4. Ketogenic diet therapy: proposed by Wilder in 1921, it refers to the treatment of d-epilepsy with a high-fat, protein and low-carbohydrate diet formula that produces ketone bodies and simulates the starvation process to allow the body to achieve and maintain a state of ketosis. Studies have shown that the intermediates of ketogenic therapy, such as acetoacetic acid and acetone, can control d epileptic seizures and have neuroprotective effects. This treatment has been used abroad for many years, but it has only been introduced in China in recent years, but it is still not widely carried out, probably due to poor compliance of patients and changes in dietary habits.
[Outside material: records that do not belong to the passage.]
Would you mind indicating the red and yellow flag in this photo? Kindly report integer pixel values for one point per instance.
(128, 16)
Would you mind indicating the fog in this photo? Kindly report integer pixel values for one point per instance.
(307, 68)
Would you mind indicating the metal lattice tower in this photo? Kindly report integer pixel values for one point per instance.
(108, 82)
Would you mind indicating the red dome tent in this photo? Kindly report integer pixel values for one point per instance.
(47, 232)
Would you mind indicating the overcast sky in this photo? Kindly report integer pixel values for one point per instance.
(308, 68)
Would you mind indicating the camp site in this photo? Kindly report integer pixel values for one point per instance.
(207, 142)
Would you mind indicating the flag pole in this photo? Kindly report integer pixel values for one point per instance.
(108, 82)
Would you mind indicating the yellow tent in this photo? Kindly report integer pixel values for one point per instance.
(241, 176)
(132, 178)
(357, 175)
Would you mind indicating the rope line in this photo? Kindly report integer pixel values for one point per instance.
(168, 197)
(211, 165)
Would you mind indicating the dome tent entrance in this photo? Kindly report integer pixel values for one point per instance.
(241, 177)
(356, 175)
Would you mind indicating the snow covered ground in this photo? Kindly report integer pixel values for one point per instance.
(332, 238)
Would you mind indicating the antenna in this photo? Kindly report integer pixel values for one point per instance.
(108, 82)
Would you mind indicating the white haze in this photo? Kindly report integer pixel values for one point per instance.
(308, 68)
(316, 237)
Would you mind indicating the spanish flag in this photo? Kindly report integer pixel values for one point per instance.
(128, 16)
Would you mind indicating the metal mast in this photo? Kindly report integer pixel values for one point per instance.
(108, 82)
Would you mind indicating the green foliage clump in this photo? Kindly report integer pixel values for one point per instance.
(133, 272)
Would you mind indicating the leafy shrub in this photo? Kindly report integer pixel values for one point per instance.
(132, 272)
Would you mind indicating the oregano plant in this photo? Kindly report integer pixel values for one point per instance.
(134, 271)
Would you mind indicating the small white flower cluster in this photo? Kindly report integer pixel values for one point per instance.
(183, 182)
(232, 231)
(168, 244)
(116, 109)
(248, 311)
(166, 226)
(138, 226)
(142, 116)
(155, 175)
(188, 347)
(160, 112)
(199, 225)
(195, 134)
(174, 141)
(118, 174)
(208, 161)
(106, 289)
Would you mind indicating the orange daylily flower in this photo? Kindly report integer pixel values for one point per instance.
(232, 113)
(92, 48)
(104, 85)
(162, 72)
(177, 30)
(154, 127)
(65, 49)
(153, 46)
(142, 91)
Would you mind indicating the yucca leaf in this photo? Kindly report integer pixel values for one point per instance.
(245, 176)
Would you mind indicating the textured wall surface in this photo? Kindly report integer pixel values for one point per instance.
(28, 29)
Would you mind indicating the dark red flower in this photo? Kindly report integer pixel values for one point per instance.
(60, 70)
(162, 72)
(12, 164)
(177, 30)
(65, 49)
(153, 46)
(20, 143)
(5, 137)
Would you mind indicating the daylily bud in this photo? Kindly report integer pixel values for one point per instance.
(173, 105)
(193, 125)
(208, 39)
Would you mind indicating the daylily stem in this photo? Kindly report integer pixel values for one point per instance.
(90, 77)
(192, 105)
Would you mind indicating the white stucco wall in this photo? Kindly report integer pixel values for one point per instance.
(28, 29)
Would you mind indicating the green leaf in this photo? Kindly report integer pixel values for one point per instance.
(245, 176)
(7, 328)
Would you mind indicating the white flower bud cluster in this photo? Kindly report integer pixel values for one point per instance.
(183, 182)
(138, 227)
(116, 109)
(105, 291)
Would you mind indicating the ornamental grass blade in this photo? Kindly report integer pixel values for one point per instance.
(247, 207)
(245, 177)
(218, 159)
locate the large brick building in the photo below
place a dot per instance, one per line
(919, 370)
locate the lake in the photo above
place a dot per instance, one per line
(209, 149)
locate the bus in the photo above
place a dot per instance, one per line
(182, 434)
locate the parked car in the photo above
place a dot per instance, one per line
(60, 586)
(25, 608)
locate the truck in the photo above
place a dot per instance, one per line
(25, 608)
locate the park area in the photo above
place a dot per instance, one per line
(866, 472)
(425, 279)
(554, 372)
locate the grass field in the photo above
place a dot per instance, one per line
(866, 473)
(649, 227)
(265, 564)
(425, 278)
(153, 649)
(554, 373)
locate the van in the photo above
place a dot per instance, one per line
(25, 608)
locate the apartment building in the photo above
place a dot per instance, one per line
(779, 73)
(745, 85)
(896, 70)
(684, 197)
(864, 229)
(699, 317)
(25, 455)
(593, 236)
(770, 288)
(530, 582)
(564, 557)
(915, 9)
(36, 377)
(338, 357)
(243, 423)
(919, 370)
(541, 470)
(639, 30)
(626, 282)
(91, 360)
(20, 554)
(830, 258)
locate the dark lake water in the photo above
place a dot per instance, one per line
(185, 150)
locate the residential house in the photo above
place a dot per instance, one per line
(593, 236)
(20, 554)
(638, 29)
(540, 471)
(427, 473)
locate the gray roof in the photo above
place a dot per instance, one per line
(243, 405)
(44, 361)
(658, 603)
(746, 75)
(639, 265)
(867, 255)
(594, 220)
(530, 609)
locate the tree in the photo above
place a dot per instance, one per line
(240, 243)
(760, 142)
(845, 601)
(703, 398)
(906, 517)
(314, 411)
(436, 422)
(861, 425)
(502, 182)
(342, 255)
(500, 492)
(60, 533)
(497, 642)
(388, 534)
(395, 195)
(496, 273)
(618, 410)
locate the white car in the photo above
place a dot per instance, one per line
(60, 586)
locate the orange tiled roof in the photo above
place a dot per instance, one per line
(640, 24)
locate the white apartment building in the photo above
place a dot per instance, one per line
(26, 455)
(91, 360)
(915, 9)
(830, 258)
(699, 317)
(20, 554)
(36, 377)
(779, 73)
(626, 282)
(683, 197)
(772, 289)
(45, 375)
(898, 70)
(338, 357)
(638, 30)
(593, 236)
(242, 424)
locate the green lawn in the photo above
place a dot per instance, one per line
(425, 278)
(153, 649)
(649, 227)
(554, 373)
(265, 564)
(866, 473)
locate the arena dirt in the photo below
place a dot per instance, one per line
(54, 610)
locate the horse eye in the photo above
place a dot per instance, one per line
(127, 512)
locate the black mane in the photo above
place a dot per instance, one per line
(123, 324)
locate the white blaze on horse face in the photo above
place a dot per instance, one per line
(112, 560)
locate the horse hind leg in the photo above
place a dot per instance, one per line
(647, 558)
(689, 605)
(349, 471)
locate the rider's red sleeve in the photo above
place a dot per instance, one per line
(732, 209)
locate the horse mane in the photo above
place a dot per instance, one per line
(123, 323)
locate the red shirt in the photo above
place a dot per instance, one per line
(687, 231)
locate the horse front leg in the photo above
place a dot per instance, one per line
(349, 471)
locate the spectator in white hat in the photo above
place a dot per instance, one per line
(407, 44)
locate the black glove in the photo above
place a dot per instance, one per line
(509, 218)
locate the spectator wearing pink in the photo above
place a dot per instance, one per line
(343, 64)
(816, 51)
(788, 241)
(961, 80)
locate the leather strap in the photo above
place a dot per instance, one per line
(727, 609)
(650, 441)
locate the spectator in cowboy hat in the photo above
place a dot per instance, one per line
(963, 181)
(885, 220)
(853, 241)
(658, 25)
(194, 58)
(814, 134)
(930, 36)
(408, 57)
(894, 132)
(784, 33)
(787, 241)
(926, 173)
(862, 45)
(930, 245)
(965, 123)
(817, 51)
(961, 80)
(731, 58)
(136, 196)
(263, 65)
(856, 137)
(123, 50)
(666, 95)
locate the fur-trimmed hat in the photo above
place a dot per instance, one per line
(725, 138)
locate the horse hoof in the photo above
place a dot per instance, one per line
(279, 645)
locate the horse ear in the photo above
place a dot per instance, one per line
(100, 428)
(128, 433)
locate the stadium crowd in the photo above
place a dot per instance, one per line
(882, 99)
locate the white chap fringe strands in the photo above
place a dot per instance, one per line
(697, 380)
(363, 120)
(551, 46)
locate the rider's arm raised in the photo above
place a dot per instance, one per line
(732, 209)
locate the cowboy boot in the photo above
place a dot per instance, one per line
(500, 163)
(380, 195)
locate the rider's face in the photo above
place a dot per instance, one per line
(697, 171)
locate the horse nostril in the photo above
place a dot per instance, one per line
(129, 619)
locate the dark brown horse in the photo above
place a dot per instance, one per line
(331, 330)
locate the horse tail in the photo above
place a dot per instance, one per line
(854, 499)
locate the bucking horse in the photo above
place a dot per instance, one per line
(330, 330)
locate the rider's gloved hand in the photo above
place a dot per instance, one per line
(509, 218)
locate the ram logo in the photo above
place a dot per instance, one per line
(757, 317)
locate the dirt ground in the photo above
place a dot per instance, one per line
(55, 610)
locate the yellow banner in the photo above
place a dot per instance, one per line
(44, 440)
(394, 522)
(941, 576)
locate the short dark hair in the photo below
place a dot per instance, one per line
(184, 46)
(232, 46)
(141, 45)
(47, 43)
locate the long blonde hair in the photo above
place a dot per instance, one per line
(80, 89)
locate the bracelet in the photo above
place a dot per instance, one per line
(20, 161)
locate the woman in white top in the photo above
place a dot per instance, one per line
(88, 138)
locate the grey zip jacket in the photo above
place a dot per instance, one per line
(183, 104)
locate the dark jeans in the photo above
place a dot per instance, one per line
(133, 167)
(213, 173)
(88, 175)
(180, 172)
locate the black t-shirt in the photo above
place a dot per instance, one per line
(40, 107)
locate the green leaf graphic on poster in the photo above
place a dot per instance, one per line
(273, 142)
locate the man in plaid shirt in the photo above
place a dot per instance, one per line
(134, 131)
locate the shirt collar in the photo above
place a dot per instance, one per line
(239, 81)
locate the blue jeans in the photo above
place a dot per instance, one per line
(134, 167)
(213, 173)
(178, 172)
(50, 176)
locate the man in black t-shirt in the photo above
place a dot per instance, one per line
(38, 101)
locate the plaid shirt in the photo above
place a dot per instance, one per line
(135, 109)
Surgical treatment: When drugs and physiotherapy still cannot control seizures and seriously endanger the quality of life of patients, surgical intervention becomes the main treatment for refractory epilepsy. However, the indications for surgery, the precise location of the epileptogenic focus and the protection of brain function are very important. Surgical treatment is often performed by routine scalp EEG, long-range video EEG monitoring, head MRI and other examination techniques, and if necessary, invasive intracranial electrode monitoring to accurately analyze the site and extent of the epileptogenic focus. Common surgical procedures include anterior temporal lobectomy, selective amygdala and hippocampal resection, hydrazinotomy, hemispherectomy, etc.
6. Chinese herbal medicine: When western medicine is not effective in treating refractory d epilepsy, Chinese herbal medicine can be tried, but there is a lack of evidence-based medical evidence for its efficacy.
Radiation therapy: In recent years, the research of stereotactic radiation technology has promoted the development of radiation therapy for d epilepsy, but the selection of dose, the accurate positioning of d epileptic foci, the volume of the target area, and how to evaluate its recent and long-term effects still need to be confirmed by bulk trials.
8. Adjuvant therapy: for example, melatonin therapy can significantly reduce the symptoms of epilepsy patients by improving the sleep disorder in d epilepsy patients; cognitive behavioral therapy, although it cannot reduce the frequency of d epilepsy seizures, can improve the social viability and psychological disorders of patients.